Boboth La machine à rêver
Texte Li-Cam – Sculptures Laura Vicédo – Dessins Marion Aureille
Organic Editions
Portrait d’une autiste en machine à rêver
Par Michel Driol
Boboth a 14 ans. Elle est la meilleure de sa classe, sans travailler. Elle fait les devoirs des autres élèves, pour s’acheter la paix sociale. Elle adore Star trek et David Bowie. Elle est nulle en sports, et a une mémoire phénoménale… Et elle a été diagnostiquée TED, « ce qui n’est pas une marque de robot comme Moulinex ou Bosch », mais Trouble envahissant du développement. En fait, elle ne parvient pas à s’intégrer parmi les ados de son âge, dont elle ne partage pas les mêmes préoccupations. Son problème, c’est de ne pas percevoir les règles sociales de façon intuitive, mais en les intellectualisant pour tenter de compenser ce handicap.
La nouvelle de Li-Cam dresse le portrait de cette jeune fille, vue de l’intérieur, en faisant partager au lecteur ses pensées, ses sentiments, ses réactions face au monde dans différentes situations : en cours de maths, pendant un match de volley, sur le parking, dans sa chambre, en discussion avec un voisin… Et c’est là tout l’intérêt de cette nouvelle, qui n’emploie pas une seule fois le mot autisme, de faire découvrir au lecteur petit à petit le handicap de son héroïne, sur lequel le diagnostic – TED – n’est posé qu’au milieu de la nouvelle. On découvre donc progressivement la réalité de sa vie, sa façon de se raccrocher à la logique, en pensant d’abord qu’elle est légèrement différente, comme bien d’autres adolescents brillants et en décalage de maturité ou de préoccupations par rapport aux autres.
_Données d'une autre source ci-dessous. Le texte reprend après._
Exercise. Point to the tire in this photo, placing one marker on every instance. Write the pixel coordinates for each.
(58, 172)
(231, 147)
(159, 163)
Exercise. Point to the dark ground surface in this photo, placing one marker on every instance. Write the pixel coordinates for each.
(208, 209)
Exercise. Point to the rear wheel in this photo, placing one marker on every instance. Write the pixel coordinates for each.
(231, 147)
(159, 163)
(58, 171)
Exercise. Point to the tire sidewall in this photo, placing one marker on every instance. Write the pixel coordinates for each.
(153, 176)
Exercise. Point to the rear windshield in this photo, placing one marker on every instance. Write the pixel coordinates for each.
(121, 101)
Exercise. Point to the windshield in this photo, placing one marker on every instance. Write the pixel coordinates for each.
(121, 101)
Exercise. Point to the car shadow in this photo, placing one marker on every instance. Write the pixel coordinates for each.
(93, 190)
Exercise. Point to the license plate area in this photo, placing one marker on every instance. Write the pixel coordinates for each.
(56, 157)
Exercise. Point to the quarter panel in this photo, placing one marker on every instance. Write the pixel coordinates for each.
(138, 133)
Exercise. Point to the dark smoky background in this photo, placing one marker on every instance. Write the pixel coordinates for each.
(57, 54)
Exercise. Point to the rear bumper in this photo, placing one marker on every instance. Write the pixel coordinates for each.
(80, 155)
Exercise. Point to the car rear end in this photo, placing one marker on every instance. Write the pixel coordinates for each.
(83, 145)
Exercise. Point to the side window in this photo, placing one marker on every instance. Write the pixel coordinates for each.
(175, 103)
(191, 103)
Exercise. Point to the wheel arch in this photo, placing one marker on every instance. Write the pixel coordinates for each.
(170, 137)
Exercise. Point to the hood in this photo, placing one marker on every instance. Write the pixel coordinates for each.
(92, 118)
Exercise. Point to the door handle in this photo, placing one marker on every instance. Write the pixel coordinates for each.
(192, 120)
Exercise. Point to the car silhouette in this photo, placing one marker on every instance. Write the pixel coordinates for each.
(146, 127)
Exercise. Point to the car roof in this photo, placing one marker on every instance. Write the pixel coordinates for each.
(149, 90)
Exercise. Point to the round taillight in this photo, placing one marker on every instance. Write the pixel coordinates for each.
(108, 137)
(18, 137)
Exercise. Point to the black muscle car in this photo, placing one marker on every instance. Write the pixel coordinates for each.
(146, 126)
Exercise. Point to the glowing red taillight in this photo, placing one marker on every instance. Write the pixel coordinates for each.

Boboth se prend, non sans humour, pour un robot, un prototype jamais construit en grande série pour cause de dysfonctionnement, et les illustrations, des sculptures photographiées, prennent le parti de montrer des machines improbables, faites de bric et de broc, d’objets récupérés, à la façon d’un théâtre d’objets. Point commun entre toutes ces machines : elles sont toutes montées sur des roulettes, comme pour montrer la volonté d’aller vers les autres, de ne pas s’enfermer. Des dessins, qui évoquent ceux de Léonard de Vinci, sur les rabats des couvertures, donnent les légendes de ces étranges machines – machine de la pensée intérieure ou machine pour fuir et s’enfuir.
Un bel objet livre et un texte qui permettront de mieux comprendre, de l’intérieur, cette forme particulière d’autisme, l’autisme à haut niveau de fonctionnement.
A lire également, de la même auteure, La petite Bébéth, portrait de l’héroïne quelques années plus tôt, à huit ans.